With the alarm clock not going off, which is spectacular. I’ve had a lifelong obsession with sleep: I love how ideas are clarified overnight, that fresh start in the morning. On Sundays I can indulge myself completely. Breakfast consists of fresh eggs from our chickens cooked a variety of ways. It’s my favourite meal of the day, without question.

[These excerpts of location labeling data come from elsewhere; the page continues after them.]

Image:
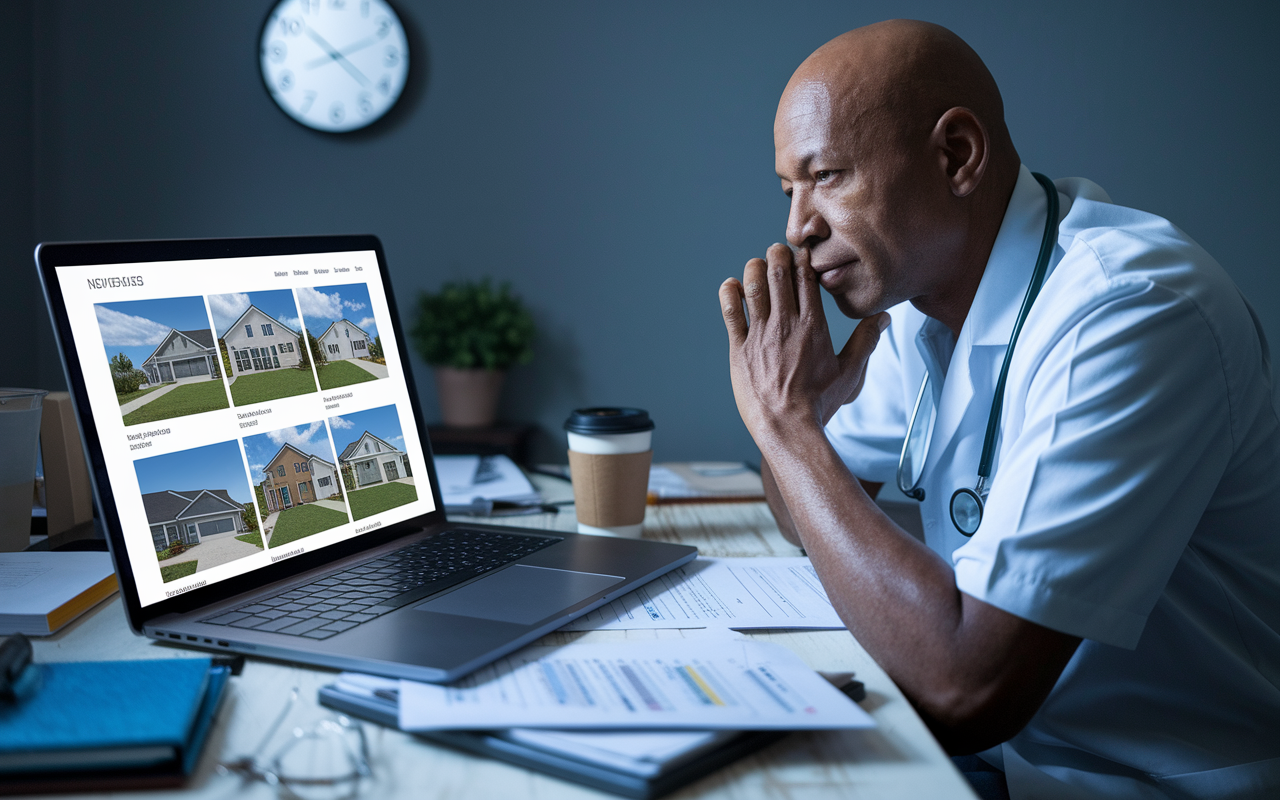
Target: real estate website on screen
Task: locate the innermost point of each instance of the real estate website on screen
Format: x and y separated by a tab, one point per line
248	410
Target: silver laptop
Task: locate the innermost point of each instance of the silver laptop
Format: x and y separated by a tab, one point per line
263	471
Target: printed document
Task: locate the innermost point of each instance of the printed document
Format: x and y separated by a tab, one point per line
727	593
657	685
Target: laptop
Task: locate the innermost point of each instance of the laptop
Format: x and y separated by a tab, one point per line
263	471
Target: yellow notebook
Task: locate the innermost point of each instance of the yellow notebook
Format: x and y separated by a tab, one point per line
42	592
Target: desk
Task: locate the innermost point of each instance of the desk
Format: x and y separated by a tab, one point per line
900	759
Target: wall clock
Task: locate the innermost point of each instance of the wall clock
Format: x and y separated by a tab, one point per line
334	64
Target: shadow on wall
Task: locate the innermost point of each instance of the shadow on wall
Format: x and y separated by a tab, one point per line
551	384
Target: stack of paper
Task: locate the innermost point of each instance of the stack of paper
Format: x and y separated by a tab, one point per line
659	685
636	720
722	593
704	481
42	592
465	479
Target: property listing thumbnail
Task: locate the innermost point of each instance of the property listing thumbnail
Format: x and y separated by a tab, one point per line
161	357
371	460
343	334
296	481
199	507
261	346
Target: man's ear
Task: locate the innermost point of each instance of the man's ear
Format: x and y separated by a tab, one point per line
963	147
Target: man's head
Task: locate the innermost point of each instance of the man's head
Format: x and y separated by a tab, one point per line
891	142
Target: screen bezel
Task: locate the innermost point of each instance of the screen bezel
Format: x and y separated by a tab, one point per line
50	256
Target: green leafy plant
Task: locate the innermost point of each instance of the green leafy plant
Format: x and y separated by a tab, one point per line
472	325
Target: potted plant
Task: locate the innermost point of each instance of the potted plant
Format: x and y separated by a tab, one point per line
471	333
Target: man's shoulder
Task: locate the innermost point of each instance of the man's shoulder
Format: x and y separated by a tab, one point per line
1115	251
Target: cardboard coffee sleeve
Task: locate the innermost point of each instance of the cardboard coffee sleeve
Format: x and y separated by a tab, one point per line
609	489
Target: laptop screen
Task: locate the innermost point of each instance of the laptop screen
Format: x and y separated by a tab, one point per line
248	410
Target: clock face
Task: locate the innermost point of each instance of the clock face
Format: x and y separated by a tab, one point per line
334	64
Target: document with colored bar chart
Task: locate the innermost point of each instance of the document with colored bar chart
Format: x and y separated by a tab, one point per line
657	685
725	593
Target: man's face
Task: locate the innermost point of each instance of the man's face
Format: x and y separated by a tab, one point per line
856	208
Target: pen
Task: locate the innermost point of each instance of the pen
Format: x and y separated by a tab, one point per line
480	507
18	676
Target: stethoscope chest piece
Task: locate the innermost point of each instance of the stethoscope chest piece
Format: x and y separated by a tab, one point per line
967	506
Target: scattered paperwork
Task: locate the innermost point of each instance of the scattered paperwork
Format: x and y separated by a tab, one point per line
726	593
658	685
704	481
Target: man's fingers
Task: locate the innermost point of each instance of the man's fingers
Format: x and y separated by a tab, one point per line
808	295
755	289
781	280
731	306
862	342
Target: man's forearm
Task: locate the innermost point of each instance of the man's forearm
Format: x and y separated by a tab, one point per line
781	515
777	504
951	654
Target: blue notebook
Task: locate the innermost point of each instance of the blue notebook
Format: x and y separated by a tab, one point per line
131	720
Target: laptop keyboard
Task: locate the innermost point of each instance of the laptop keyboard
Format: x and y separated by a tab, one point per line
341	602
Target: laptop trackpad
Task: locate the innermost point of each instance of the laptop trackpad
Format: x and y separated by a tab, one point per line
521	594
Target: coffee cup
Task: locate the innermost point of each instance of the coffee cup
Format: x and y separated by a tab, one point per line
609	452
19	440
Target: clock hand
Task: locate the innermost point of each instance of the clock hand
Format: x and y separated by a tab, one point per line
344	51
351	68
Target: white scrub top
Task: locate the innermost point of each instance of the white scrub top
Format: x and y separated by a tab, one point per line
1134	499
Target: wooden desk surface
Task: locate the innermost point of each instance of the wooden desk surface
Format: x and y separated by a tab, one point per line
899	759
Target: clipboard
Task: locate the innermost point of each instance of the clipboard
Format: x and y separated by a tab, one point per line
675	771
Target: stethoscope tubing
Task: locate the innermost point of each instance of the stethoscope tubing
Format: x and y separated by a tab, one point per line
988	446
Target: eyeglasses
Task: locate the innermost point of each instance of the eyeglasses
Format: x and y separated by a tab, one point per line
324	762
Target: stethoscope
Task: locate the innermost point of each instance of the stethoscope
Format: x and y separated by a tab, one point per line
967	504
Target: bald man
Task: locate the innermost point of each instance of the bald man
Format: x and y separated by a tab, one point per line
1111	626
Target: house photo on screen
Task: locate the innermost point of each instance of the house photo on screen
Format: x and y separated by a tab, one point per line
296	481
371	461
161	357
199	507
343	334
261	346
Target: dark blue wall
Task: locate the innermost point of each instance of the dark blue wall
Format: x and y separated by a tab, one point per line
613	160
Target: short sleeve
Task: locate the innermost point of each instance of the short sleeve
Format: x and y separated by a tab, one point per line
868	433
1115	446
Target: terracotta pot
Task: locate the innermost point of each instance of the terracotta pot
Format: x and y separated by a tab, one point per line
469	398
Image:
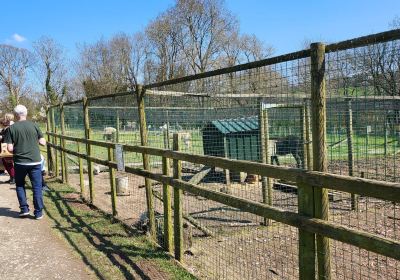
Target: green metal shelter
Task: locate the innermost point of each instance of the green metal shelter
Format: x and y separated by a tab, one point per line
233	138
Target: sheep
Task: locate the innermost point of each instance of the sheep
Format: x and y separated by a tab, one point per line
290	144
109	134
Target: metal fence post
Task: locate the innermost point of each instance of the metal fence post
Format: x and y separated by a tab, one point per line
54	130
85	103
146	160
350	159
112	182
50	158
81	180
178	211
167	208
318	116
308	135
265	156
64	156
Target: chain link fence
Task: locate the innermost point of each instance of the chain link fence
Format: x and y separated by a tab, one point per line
260	112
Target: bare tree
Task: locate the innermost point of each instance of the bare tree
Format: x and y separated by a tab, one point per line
164	58
51	68
129	53
14	63
99	70
204	27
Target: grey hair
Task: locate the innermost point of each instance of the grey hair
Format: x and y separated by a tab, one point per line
20	110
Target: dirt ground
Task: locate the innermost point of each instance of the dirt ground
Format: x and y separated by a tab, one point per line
242	248
28	248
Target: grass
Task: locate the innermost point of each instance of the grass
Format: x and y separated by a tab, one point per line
110	249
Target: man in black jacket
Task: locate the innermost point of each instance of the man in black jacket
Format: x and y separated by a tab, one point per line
22	140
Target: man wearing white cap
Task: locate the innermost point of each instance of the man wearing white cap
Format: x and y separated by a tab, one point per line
22	140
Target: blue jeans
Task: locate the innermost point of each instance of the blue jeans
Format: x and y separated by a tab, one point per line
35	175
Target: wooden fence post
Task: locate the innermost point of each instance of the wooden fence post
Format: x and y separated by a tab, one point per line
146	160
305	198
64	163
350	159
178	211
385	146
318	113
117	127
81	180
112	182
167	208
54	130
88	148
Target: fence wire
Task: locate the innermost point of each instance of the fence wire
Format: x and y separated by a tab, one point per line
263	115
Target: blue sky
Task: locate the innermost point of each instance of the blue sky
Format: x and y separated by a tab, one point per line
282	24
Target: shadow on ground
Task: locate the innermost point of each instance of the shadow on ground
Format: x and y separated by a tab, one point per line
7	212
133	261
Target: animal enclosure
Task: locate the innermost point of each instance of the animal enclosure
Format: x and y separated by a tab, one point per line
200	156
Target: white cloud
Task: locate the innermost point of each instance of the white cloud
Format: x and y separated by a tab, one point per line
18	38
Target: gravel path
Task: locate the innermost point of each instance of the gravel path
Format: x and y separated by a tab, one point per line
28	248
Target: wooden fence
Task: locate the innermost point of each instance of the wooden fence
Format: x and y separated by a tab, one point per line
312	219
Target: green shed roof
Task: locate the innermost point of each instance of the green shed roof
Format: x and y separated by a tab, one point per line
236	125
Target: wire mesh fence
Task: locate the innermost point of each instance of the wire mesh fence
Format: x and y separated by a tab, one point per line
259	113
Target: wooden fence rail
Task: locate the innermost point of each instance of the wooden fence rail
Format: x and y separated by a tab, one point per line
361	239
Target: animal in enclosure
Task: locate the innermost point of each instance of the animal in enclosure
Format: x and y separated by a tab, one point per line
290	144
186	139
109	134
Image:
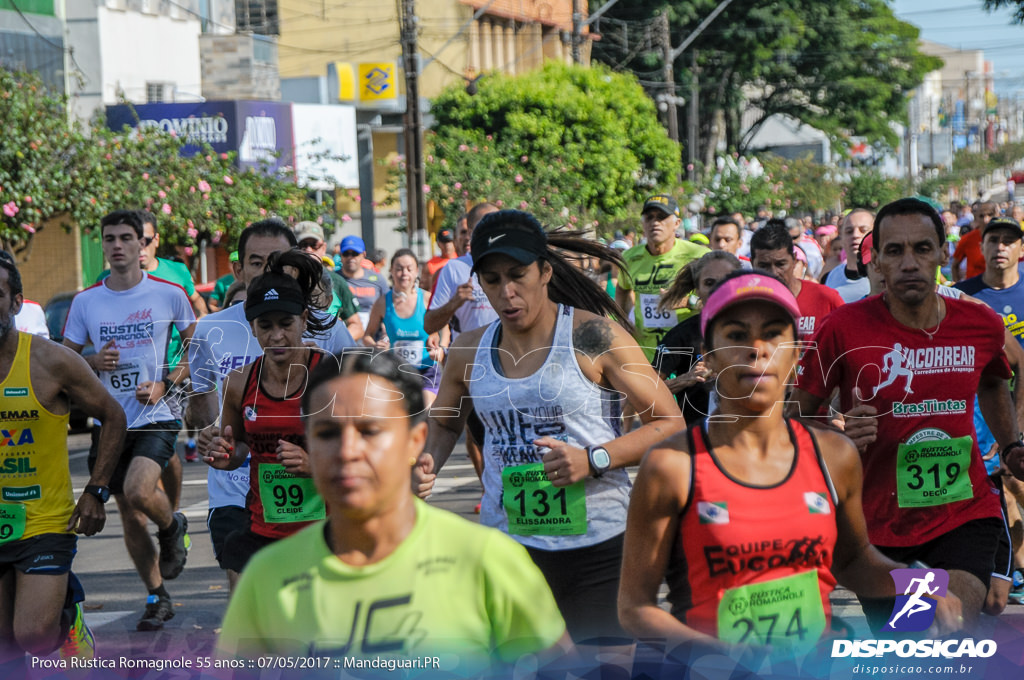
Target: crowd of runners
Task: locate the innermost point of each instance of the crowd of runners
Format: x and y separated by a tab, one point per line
741	417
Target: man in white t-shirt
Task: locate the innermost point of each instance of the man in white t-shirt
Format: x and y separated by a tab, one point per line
846	280
128	319
223	342
458	298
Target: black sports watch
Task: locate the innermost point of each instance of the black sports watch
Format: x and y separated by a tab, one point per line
599	459
101	493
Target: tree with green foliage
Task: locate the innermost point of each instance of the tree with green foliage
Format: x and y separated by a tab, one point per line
843	67
572	145
869	188
1016	5
53	169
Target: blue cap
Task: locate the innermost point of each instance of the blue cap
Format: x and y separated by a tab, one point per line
353	243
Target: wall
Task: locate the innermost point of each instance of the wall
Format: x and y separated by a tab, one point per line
51	263
122	50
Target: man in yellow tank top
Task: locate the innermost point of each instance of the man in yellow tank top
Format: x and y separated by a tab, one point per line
38	514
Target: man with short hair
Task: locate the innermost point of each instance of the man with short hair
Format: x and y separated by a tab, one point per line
457	297
772	250
847	280
726	235
651	267
445	243
128	317
969	246
223	342
38	380
309	237
926	494
366	285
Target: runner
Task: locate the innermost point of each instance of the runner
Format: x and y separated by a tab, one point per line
223	342
39	516
309	237
400	311
846	281
1001	288
217	299
459	303
941	511
749	505
260	413
434	585
772	250
545	380
650	267
127	317
31	319
366	285
681	351
445	243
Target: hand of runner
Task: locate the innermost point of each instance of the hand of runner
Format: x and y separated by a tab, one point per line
563	464
463	294
108	356
861	422
150	392
423	475
948	617
88	516
205	437
1013	462
294	458
221	448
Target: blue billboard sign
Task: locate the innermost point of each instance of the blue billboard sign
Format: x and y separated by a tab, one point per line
259	131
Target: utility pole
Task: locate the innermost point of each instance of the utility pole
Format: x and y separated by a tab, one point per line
670	79
691	118
579	25
577	31
413	122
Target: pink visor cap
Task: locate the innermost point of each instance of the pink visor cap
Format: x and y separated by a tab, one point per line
745	288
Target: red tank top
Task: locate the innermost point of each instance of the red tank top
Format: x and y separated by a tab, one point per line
280	504
753	563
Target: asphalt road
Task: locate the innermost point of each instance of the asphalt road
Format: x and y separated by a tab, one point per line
116	597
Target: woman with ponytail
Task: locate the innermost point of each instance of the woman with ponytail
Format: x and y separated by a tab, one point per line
547	380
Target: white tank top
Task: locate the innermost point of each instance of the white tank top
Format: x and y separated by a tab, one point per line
558	401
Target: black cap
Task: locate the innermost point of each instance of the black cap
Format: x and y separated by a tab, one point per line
273	292
510	232
1004	223
663	202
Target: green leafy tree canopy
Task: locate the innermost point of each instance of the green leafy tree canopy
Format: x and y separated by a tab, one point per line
567	143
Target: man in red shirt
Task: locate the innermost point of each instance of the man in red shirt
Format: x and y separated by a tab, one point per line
772	250
907	365
969	247
445	242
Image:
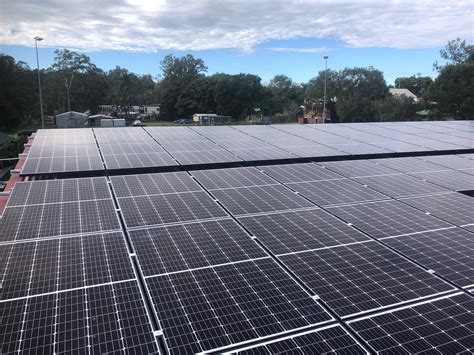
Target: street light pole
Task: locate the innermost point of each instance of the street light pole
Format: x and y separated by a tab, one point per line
37	38
325	79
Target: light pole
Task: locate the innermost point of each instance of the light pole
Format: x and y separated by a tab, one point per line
39	39
325	79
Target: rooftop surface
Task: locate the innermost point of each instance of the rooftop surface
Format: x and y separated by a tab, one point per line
354	238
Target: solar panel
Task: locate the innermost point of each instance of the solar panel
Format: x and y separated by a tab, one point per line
336	192
450	179
210	308
449	252
58	219
153	184
441	326
257	199
362	277
59	264
387	218
299	172
453	207
289	232
52	191
450	161
356	168
169	208
409	165
236	177
332	339
205	157
101	319
194	245
400	185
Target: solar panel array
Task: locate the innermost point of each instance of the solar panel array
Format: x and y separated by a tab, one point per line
93	151
340	256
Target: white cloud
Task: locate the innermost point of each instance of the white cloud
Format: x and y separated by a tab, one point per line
148	25
300	50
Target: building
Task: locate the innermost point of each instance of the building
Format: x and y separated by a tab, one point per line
71	119
210	119
152	109
406	92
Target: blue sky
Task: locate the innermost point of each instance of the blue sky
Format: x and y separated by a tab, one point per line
266	38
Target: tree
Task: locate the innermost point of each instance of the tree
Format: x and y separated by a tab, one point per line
395	108
417	84
455	52
68	64
178	74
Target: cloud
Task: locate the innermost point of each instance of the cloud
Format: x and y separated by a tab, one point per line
149	25
300	50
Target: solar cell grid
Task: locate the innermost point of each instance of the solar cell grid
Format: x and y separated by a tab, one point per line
257	199
228	178
324	341
336	192
453	207
60	264
153	184
54	191
450	179
101	319
215	307
59	219
290	232
195	245
449	252
443	326
409	165
170	208
205	157
299	172
362	277
387	218
400	185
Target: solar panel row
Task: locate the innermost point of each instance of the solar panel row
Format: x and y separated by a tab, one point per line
67	151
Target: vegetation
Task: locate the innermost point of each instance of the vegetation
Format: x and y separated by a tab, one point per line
354	94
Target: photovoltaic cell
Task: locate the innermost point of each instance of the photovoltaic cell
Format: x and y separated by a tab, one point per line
52	191
362	277
153	184
195	245
450	179
169	208
299	173
289	232
336	192
46	266
400	185
210	308
58	219
449	252
255	199
236	177
443	326
105	318
357	168
387	218
324	341
453	207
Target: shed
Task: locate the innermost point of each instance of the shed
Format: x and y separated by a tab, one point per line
71	119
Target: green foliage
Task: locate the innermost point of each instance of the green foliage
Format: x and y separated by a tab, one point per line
416	84
395	108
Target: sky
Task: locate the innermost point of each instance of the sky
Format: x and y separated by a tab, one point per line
262	37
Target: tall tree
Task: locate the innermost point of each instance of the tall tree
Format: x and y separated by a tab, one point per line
417	84
69	64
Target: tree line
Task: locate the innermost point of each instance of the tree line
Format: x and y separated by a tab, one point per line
73	82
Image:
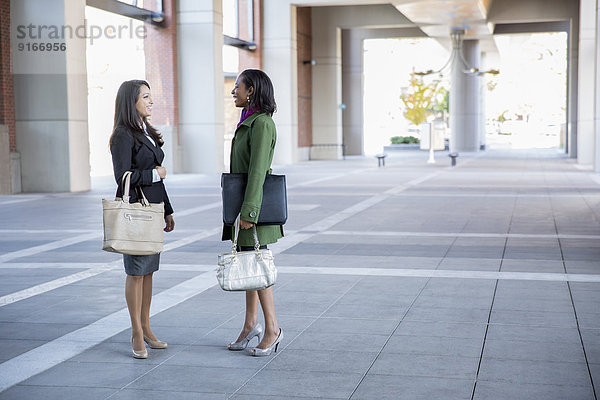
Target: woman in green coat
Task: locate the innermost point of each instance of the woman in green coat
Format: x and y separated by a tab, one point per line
252	153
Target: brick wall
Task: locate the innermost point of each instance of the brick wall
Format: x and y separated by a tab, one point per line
160	48
7	98
304	37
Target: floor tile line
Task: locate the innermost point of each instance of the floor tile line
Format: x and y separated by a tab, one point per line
585	356
459	234
67	280
275	355
389	338
48	246
186	347
55	284
54	352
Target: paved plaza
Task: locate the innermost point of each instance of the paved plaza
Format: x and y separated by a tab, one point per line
411	281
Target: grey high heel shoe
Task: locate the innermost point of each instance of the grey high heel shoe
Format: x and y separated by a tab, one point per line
155	344
256	352
242	344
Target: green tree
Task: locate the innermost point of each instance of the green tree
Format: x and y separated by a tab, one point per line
418	99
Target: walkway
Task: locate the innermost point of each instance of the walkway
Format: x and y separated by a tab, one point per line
412	281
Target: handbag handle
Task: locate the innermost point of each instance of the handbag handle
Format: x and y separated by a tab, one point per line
126	181
237	231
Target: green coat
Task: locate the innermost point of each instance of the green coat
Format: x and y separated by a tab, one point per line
252	153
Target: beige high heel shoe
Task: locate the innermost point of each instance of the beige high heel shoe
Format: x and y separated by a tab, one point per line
155	344
139	354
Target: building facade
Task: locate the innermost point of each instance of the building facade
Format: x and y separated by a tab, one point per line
312	50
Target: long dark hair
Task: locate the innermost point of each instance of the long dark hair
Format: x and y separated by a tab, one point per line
263	98
126	115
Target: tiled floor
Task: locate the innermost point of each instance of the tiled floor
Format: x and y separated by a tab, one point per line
412	281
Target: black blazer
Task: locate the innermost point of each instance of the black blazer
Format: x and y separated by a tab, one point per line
139	157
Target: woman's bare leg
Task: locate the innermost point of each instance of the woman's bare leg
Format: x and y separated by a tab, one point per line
251	313
145	312
271	326
133	296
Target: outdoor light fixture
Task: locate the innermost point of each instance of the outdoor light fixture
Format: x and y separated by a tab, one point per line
456	36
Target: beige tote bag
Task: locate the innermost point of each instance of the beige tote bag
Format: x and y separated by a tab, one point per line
134	229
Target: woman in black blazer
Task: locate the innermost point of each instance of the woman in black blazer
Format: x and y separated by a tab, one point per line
135	146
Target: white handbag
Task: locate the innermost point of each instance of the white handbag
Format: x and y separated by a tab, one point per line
246	270
132	228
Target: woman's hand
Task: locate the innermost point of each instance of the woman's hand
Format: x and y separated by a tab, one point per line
170	223
245	224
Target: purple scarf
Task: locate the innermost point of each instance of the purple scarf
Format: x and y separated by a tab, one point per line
245	114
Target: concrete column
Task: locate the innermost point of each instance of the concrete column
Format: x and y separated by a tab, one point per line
200	80
51	97
482	100
597	95
464	101
572	88
587	82
352	91
327	86
280	63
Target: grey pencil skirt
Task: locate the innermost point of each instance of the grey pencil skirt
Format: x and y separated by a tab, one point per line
141	265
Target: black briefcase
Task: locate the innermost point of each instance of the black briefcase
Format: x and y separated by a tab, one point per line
273	210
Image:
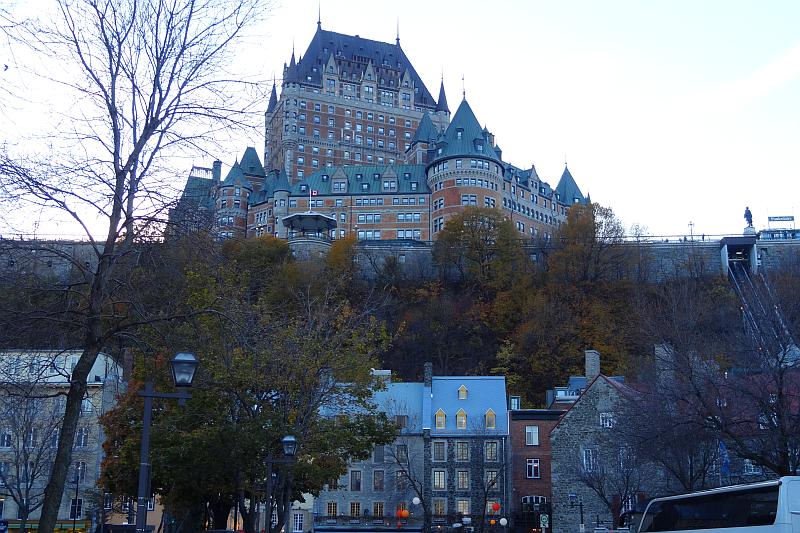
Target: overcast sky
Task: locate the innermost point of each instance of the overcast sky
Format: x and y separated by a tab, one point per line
669	112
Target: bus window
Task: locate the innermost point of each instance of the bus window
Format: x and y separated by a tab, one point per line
744	508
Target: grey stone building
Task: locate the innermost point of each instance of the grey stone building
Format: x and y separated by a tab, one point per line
595	474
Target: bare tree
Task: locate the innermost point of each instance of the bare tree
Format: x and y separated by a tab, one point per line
151	79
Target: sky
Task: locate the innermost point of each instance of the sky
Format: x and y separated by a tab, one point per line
676	114
670	113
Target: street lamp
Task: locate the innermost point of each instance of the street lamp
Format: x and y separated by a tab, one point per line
75	509
289	445
572	500
184	365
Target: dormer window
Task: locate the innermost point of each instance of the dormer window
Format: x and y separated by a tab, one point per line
461	419
441	419
462	393
491	419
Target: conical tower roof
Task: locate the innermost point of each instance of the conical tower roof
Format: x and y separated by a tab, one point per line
251	164
465	137
273	99
426	131
235	174
567	190
282	184
441	103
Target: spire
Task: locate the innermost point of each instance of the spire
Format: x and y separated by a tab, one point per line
273	98
441	103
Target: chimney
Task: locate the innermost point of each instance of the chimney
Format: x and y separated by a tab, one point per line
216	171
592	358
428	374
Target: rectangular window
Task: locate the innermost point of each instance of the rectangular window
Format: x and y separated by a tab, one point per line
462	450
531	435
355	480
378	480
439	480
332	508
491	479
76	508
532	469
490	448
439	450
590	459
462	506
462	479
402	454
400	480
439	507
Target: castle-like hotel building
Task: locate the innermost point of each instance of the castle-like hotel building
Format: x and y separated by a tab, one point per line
357	138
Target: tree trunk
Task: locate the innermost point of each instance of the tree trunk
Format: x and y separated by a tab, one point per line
77	387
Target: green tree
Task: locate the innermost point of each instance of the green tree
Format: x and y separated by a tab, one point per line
481	248
283	352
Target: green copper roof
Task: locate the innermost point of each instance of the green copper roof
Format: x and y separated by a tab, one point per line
464	137
251	164
282	183
234	175
568	191
426	131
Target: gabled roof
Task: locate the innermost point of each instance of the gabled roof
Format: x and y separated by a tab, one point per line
352	55
464	137
620	387
441	103
273	99
426	131
568	191
235	174
198	188
484	393
251	164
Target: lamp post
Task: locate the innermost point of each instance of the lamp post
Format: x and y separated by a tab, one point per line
573	499
289	444
184	365
75	510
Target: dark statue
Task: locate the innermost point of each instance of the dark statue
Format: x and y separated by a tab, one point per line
748	216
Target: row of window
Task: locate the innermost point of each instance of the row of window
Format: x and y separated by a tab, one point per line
438	508
32	438
476	182
461	450
348	112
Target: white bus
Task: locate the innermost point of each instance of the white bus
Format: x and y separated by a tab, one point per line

Do you have a busy schedule?
With a bit of luck there’s nothing in the diary. Dogs need walking, chickens need attention, and there’s food to pick in the garden. But in lockdown, with more time, I’m finding myself at the piano. After wading through the piles of Bach sheet music (the best ever written), I sit and play. Connecting to a younger version of myself, who did this all the time, has become a medicinal experience.

Do you work?
Throughout my 20s and 30s I worked constantly. Weekends were nonexistent; I worked on multiple paid jobs to support my own creative projects. Now I have the luxury of taking this time off, I’m religious about protecting my weekends. Our lives are data-saturated. It’s psychologically demanding to live on screens 24/7. Sundays are for switching off. I treasure the time for recuperation.

Sunday lunch?
Pre-pandemic we might have eaten out, but I’ve loved spending more time at home with the children, cooking. It’s always a complex affair: our mutually exclusive, conflicting dietary requirements range from quasi-vegan to near carnivore with a smattering of gluten-free. The goal is to pull off a number of dishes that interlock.

A favourite spot?
Café Einstein, in Berlin’s Schöeneberg. We lived in the city a long time ago. It’s a time warp of a Viennese café from a century ago. The walls are slightly crumbling.

If you had the day to yourself, what would you be doing?
Reading. I’ve always loved literature. Right now It’s Ducks, Newburyport by Lucy Ellmann, an extraordinary feat. Reading it is such an immersive experience, full of ideas. Its pages are the last thing I see before a blissful return to sleeping.